Alessandrini’s last entry in this series was already excessively mean-spirited and pessimistic, but this is nothing more than a show-length, scream-down-the-house rant about how much he hates modern Broadway. Seriously, if you set Ethan Mordden’s The Happiest Corpse I’ve Ever Seen to music, this is what it would sound like.
Part of the reason his bitterness is more noticeable here than in the 2001 entry is that here, most of his targets are from the 2003-2004 season, one of the best of the modern era, and shows like Wicked, Assassins, and The Boy From Oz simply don’t merit Alessandrini’s trademark vitriol. He devotes rather a lot of the show to attacking Avenue Q, which is particularly unwise—there is nothing quite so impossible to parody as a comedy that’s funnier than you are, and even in their peak years Alessandrini’s revues weren’t as funny as Avenue Q.
Alesssandrini does, at least, have the decency to give a nod to his own hypocrisy when it comes to attacking The Producers for ‘insulting everybody’. That said, knowledge of his own hypocrisy doesn’t stop him from railing away at other shows ‘recycling material’ (as in the uninspired parody “Everything Old Is Still Old Again’), when several of the segments heard here are, as usual, drawn from earlier incarnations of the franchise.

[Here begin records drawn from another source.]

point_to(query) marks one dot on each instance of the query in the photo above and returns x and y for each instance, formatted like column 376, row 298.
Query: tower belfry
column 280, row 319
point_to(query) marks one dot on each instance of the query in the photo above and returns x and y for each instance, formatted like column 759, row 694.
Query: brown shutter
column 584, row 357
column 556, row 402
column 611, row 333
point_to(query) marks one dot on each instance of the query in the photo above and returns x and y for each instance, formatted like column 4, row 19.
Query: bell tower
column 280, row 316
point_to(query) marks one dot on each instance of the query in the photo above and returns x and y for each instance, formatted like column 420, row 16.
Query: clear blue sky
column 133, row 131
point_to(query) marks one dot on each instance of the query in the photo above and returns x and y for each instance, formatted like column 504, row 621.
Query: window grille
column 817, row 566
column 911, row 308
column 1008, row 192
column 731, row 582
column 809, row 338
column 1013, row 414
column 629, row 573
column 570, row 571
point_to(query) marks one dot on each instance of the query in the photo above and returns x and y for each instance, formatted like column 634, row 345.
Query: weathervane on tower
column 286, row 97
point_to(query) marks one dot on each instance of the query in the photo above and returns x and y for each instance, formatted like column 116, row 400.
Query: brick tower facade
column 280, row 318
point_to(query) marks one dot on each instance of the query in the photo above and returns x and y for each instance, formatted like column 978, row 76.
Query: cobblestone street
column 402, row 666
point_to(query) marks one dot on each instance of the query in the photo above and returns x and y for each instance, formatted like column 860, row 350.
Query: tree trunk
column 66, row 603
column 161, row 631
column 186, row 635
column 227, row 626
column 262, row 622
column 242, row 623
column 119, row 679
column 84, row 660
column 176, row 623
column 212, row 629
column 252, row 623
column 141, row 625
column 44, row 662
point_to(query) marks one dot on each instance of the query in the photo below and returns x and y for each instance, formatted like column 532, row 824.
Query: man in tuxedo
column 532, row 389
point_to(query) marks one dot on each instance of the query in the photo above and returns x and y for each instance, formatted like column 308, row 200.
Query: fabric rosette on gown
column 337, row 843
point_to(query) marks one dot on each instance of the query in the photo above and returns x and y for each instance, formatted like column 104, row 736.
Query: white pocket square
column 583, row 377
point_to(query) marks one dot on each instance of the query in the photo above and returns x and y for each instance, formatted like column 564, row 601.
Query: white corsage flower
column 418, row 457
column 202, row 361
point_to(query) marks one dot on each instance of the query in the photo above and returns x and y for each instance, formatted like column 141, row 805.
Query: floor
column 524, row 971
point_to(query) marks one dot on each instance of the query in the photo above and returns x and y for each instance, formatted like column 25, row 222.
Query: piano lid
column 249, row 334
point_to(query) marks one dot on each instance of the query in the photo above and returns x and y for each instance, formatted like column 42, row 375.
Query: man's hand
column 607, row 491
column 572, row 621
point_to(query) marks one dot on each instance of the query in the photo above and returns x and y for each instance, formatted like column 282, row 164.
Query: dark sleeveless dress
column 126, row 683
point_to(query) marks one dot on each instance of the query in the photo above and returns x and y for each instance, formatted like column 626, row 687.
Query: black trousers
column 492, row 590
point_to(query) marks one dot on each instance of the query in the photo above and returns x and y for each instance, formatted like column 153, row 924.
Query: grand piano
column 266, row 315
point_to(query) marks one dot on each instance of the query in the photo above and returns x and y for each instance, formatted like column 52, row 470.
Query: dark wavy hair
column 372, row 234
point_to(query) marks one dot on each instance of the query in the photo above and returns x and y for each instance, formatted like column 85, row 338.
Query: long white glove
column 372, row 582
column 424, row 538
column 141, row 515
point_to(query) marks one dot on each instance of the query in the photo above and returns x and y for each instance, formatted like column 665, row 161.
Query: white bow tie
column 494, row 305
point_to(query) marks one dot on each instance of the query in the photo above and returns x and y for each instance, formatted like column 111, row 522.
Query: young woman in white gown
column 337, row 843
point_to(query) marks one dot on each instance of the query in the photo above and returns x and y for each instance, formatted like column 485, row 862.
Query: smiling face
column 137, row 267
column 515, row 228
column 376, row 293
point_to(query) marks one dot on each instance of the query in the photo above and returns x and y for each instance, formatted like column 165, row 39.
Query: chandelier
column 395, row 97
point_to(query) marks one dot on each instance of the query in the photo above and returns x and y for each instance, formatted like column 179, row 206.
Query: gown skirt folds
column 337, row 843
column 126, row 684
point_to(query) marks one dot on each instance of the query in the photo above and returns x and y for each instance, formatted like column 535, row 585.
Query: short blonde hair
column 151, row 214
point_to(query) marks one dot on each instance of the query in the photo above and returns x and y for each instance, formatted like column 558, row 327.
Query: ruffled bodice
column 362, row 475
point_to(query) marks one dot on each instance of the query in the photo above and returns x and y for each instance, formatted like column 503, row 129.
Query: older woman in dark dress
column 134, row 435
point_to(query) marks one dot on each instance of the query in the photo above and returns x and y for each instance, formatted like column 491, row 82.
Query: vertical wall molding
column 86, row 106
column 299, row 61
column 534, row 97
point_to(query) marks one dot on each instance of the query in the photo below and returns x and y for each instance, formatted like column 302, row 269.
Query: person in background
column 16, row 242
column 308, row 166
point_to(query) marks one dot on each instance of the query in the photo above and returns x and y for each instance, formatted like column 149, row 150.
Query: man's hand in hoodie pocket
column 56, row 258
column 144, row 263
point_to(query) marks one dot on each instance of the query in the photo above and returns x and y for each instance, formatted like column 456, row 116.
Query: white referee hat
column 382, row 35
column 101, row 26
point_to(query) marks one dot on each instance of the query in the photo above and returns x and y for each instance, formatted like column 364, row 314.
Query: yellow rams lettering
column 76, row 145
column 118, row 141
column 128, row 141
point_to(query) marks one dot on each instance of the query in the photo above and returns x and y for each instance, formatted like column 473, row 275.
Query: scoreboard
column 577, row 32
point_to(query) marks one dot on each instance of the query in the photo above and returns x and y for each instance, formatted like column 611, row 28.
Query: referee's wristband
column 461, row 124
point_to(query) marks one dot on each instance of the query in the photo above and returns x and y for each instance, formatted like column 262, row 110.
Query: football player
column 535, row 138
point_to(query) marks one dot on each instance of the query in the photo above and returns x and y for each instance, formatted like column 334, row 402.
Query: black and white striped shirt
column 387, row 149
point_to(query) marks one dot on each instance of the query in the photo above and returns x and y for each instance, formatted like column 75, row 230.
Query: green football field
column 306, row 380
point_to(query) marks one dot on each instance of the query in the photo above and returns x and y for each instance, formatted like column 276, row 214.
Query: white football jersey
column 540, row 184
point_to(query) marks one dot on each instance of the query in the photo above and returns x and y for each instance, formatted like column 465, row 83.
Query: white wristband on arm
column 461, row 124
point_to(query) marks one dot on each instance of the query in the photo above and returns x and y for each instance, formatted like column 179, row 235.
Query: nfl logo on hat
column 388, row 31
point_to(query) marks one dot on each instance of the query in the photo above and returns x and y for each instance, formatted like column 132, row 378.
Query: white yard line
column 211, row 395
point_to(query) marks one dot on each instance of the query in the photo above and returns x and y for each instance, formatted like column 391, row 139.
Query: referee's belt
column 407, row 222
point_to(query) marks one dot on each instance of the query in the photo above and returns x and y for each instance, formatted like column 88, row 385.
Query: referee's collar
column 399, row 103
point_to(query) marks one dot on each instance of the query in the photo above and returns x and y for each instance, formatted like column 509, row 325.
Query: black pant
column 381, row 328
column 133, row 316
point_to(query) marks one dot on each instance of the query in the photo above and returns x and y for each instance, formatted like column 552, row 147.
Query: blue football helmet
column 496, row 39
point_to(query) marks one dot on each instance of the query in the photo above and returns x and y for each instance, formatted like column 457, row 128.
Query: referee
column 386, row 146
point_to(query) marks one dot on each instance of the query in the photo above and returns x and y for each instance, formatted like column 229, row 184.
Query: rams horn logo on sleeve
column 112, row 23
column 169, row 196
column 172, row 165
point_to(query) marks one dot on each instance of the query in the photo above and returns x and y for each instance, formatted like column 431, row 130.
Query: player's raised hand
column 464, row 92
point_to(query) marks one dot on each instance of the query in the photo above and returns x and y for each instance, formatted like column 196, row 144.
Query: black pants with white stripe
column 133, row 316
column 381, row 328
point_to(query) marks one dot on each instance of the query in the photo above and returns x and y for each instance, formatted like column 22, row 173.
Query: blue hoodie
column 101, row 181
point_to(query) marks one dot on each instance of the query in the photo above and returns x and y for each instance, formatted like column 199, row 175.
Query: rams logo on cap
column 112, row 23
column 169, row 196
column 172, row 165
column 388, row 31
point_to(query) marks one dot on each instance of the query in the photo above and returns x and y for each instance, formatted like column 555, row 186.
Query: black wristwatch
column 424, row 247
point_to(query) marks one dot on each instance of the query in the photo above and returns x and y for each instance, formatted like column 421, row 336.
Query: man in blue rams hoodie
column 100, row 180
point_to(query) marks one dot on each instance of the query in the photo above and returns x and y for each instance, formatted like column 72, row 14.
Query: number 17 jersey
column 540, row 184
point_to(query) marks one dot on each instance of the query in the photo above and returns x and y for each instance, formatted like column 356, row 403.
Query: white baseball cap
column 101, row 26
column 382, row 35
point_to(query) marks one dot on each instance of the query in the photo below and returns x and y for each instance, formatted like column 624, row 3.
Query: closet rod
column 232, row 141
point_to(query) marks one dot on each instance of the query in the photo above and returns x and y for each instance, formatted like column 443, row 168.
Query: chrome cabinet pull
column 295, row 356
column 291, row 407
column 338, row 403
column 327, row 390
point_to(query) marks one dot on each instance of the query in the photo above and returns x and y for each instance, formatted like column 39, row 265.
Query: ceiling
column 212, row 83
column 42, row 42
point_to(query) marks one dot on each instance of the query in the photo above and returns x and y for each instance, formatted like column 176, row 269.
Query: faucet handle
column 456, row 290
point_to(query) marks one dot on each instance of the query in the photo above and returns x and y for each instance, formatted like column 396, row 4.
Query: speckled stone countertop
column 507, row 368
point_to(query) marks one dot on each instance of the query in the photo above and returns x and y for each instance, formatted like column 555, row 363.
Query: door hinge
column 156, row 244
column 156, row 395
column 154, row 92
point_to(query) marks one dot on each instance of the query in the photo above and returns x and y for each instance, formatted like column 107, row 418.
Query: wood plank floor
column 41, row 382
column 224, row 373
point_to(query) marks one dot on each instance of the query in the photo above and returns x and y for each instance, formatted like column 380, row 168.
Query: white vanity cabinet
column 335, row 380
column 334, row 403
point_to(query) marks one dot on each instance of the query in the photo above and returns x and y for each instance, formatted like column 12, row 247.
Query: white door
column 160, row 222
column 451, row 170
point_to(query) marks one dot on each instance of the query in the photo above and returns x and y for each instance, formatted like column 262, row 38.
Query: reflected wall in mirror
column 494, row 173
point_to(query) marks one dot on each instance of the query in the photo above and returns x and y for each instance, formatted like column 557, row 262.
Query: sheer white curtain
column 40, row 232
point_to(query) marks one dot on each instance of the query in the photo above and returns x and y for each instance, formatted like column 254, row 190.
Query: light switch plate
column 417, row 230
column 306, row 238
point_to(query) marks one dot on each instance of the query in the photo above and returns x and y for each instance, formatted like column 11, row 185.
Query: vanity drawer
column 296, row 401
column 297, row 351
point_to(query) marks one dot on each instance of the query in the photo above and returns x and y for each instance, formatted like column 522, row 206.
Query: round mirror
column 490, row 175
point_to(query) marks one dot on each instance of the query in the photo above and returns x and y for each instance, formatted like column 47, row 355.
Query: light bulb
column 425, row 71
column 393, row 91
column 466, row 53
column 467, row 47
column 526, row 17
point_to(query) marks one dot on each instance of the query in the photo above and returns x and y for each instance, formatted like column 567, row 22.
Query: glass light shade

Making things worse is that, in this incarnation of the revue, the writing itself is significantly less funny than usual—the Fiddler On the Roof parody (one of the aforementioned recycled segments) works well enough, but the rest of the material is seriously hit-or-miss, even when the ideas are sound…for example, in the obvious, heavy-handed number about the Tony competition between the two Wicked leads. Even the impressions are a mixed bag…the burlesque of Bernadette Peters in Gypsy is excellent, and the Wicked leads are done fairly convincingly, but everyone else is doing ridiculous cartoon performances that sound nothing like the people they’re supposed to be impersonating.
Alessandrini also makes it quite clear he’s only interested in going after attention-grabbing targets (i.e. hits); two of the most deserving targets of the time were Brooklyn and Dracula, but the former gets only a passing mention and the latter merely merits a cameo in the Avenue Q segment. Alessandrini closes the show with his obligatory ‘just kidding’ number, here entitled “The Golden Age Is Now”, but this time, it’s so blatantly insincere as to be almost embarrassing.
This is an ugly, mean-spirited and only intermittently funny musical rant that states up front how much its creator truly hates Broadway (“Most new shows are dreck”, goes one line), and unless you also hate Broadway, I don’t imagine you’ll get anything out of it.